In the previous article in this series on AI (August 2022 issue of OSFY), we continued our discussion of matrices and linear algebra. We also discussed a few Python libraries useful in developing AI based applications, and learned to use JupyterLab to run our Python code. In this fourth article in the series on AI, we will begin exploring TensorFlow, a very powerful library used for developing AI and machine learning applications. We will also briefly discuss a few other useful libraries on the way. Later, we will discuss probability, theory as well as code. But as always, we will start by discussing a few topics that will widen our understanding of AI.
So far, we have discussed only the technological aspects of AI. What about the social aspects? Maybe, it is time to analyse the social implications of deploying more and more AI based applications. Imagine a scenario where you are applying for a job, which is processed by a group of people. They go through your resume and make a decision. In case you are not selected for the job, you can get feedback from the group that processed your application. They may even be able to convince you about the reasons for rejecting your application. Now, assume that your application is being processed by software powered with AI. Again, your application may get rejected. However, this time there is no accountability. You cannot ask an AI based software system for a feedback. So, in this scenario you are not sure whether the rejection of your application was indeed based on merit alone. This definitely tells us that in the long run we need to develop AI based applications with accountability and some guarantees, not just some results taken out of a magic box. Currently, a lot of research is trying to answer these questions.

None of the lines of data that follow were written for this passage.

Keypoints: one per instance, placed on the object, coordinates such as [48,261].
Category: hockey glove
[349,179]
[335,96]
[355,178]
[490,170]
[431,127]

The deployment of AI based applications also raises a lot of moral and ethical questions. Moreover, you don’t need to wait till the emergence of strong AI (also known as artificial general intelligence) to study its social impact. As an example, imagine you are driving a car through a road with hairpin bends on a rainy night. Assume that the car is running at a speed of around 100 km per hour. Suddenly, someone crosses the road. What will your response be? Since this is a thought experiment, let us make the situation even more complicated. If you suddenly apply the brakes or turn the car, your life will be in great danger. But if you don’t do this the life of the person crossing the road will be in jeopardy. For us humans, this is a split second decision and even the most selfish person may decide to save the pedestrian, because we have the trait of self-sacrifice. But how do we ever teach an AI based system to imitate this behaviour? Based on pure logic alone, self-sacrifice is a very bad choice.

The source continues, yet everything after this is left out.